RAID Levels, Data Striping, Disk Mirroring and Parity Fault Tolerance
RAID – Redundant Array of Independant Disks
RAID is a hard disk technology which can be used to speed up data transfer and/or provide disk redundancy. RAID provides these features by utilising more than one hard disk at a time, there are several variations of a RAID configuration referred to as levels. Each of these levels provide different performance and/or fault tolerance benefits. Below are some RAID configurations with a brief description.
This configuration is the fastest of all the RAID levels, it uses a technique called data striping (see below) and requires at least 2 hard disks.
This level uses a pair of hard disks at a time to provide fault tolerance (there is no performance benefit) and requires at least 2 hard disks.
Using a technique called disk mirroring (see below) the same data is written to both disks at a time, so if one hard disk crashes then the same data is available from the remaining hard disk.
The RAID 2 configuration uses data striping (see below) and a fault tolerance technique called parity (see below), it requires at least 3 disks.
Two (or more) of the disks are used to store the data and one disk is used to store the parity (see below) information.
RAID 2 strips the data into bits which is why RAID 3 (below) is a better implementation as it strips the data into bytes instead.
A common RAID level similar to RAID 2 except that the data is striped into bytes and not bits, giving a performance benefit over RAID 2.
RAID 4 strips the data into blocks and uses a parity drive for fault tolerance, at least 3 drives are required, not a commonly used implementation.
A popular RAID configuration utilising at least 3 drives.
Data is striped across the drives in bytes, the parity data for one particular drive is stored on another drive allowing the data to be rebuilt using the parity technique.
Data Striping is a technique for writing and reading data sequentially to/from more than one storage device.
Before the data is written it is broken up into blocks, these blocks vary in size depending on the RAID configuration (level) used.
The blocks of data are then written sequentially to all disks simultaneously into areas called stripes.
Because all of the read/write heads are working all the time it increases performance as opposed to writing/retrieving data to/from one disk at a time.
Disk Mirroring and Disk Duplexing
This technique does exactly what it sounds like, it creates a mirror image of the information of one disk onto another.

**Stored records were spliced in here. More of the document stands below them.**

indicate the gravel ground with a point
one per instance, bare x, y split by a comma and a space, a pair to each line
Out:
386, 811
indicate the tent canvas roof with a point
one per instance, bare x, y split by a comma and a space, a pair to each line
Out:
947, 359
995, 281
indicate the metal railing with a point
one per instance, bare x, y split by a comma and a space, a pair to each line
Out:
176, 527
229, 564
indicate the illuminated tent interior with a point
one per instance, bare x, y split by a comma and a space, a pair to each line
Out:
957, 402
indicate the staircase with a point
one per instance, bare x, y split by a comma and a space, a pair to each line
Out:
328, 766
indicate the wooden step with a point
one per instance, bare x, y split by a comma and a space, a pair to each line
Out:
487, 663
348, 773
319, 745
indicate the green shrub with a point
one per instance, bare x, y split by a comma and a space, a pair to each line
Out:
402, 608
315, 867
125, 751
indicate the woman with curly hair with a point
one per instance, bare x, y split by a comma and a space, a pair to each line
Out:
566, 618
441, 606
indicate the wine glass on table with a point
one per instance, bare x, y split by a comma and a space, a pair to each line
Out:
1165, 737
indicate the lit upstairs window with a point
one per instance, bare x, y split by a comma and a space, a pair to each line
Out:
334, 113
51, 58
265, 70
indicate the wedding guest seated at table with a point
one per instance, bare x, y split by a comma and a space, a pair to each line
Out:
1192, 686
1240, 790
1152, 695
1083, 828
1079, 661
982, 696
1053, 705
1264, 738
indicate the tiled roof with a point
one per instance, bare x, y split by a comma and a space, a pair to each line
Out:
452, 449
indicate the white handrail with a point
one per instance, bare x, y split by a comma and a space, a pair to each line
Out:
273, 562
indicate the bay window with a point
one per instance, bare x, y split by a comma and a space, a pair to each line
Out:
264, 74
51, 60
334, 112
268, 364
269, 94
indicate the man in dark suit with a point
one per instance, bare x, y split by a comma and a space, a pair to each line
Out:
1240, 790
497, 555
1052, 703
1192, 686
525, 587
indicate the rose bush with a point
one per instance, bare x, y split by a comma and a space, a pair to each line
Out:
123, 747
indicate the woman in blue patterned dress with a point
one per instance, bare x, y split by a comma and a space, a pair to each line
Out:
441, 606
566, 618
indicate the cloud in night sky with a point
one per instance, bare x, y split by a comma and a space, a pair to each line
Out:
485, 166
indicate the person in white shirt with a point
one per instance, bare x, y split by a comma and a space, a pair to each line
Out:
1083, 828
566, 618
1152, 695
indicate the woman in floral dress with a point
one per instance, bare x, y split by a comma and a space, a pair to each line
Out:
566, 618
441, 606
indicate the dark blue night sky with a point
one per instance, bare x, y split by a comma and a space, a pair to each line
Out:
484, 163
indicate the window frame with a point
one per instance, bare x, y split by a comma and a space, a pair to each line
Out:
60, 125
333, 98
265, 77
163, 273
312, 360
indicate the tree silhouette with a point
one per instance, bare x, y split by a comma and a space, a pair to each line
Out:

The data is written to both disks at the same time, if one disk fails then the mirror disk can be utilised immediately to provide requested data and/or restore the lost data.
Disk Mirroring techniques usually use one disk controller for both drives, this can lead to problems, if for some reason the disk controller has a failure then none of the disks would be available.
Disk Duplexing gets around this problem by using a separate controller for each data disk, allowing total disk redundancy.
Parity Fault Tolerance
This is a technique which is fairly simple but very effective.
It works by performing a logical operation on the data as it stores it and writing the result of this operation to either a dedicated disk (RAID 2,3 & 4) or on the main data disks (RAID 5).
The logical operation normally used is XOR (eXclusive OR).
An example, if there were 4 data disks in use called DD1, DD2, DD3 and DD4, and one parity disk PD1, whenever data is written to the drives the logical operation that would be performed is:
DD1 XOR DD2 XOR DD3 XOR DD4
and the result stored in PD1
Then if any of the drives fail the data can be rebuilt by performing a similar calculation, but this time substituting the missing data with the value of PD1.
For example, if we were missing DD2, the calculation would be:
DD1 XOR PD1 XOR DD3 XOR DD4 = DD2 (the missing data)
One of the drawbacks to using this type of fault tolerance is a speed loss due to the overhead of the calculations, it obviously needs to use up some disk space too, but it can be invaluable when it comes to retrieving otherwise lost data.